Behind them, a middle-aged man in a white apron bent over a broom and dustpan, sweeping up shards of broken glass.

A surly woman with a tangle of long, brassy hair gripped the boy’s hand and fixed Jared with a challenging glare. “So what are you gonna do about it, college boy? You got thirty dollars?”

The little boy twisted within her iron grasp to look up at her, his cheeks streaked with tears and his mouth trembling. The fear in his eyes made Kate want to gather him up in her arms and run for the nearest child protection agency.

“It was my fault, not the boy’s,” Jared said evenly. Only his white-knuckled grip on his car keys betrayed his tension. “I’ll be responsible for the cost.” His gaze flicked to the boldly lettered sign above an open display case of horse and dog figurines that read, YOU BREAK IT, IT’S YOURS!

“You heard the college kid,” the woman snarled, yanking on the child’s arm as she started for the door. “He’s the one who broke it, and he’s the one paying.”

Kate stepped aside so the woman could sweep past her. “Just take it easy on your son, ma’am,” Jared said. “He didn’t do anything wrong.”

The woman glanced back over her shoulder, her expression stormy and her mouth opening for another retort. When her eyes met Jared’s, she snapped her mouth shut and her stride faltered, then she disappeared out into the night.

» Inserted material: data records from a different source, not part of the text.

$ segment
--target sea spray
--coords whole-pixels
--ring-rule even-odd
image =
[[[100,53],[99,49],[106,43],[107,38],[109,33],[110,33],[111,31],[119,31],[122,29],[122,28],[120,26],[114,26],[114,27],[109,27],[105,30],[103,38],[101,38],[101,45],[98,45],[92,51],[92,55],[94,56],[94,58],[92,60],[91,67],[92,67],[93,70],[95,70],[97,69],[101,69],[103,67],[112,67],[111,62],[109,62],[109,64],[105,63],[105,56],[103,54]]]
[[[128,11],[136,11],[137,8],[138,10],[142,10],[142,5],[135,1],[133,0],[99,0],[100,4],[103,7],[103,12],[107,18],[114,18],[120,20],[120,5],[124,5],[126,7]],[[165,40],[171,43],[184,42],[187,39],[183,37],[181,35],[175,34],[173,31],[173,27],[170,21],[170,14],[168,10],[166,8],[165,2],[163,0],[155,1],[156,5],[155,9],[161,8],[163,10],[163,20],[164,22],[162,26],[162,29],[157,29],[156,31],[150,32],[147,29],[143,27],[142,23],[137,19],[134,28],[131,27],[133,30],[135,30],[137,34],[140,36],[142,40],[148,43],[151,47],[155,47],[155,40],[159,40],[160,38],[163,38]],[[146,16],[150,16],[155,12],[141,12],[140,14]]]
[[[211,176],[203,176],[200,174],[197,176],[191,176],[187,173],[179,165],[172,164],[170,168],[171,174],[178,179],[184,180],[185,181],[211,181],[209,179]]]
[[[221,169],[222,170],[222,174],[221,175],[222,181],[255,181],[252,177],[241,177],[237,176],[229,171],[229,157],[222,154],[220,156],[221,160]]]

Kate did a double take at the lethal expression in Jared’s eyes. He was angry on behalf of the defenseless child, and she suddenly knew that it had been curious small hands that had dropped the figurine. Jared had jumped to the boy’s defense to save him from his mother’s wrath.

And right there, in the doorway of Mel’s Grocery, Kate felt her heart tumble out and land at her feet.

Jared stood up in one fluid motion, nodded to acknowledge her and turned to the storekeeper. “I’ve got a ten on me right now. Can I sign an IOU for the balance?”

“And I’d see you again when?” The older man gave him a knowing look. “I’ll take a credit card for the rest.”

“Can I work it off? Just tell me what to do, and I’ll be here.”

If he’d said that he had purple elephants waiting outside, Kate couldn’t have been more surprised. Surely he carried a handful of credit cards with sky-high limits and had an endless flow of family money.

Jared’s cheeks turned ruddy. He stepped closer to the man and lowered his voice to say something, then he slipped off his watch and handed it over. “I’ll be back, just as I said. Tomorrow evening and the night after that. This is for security.”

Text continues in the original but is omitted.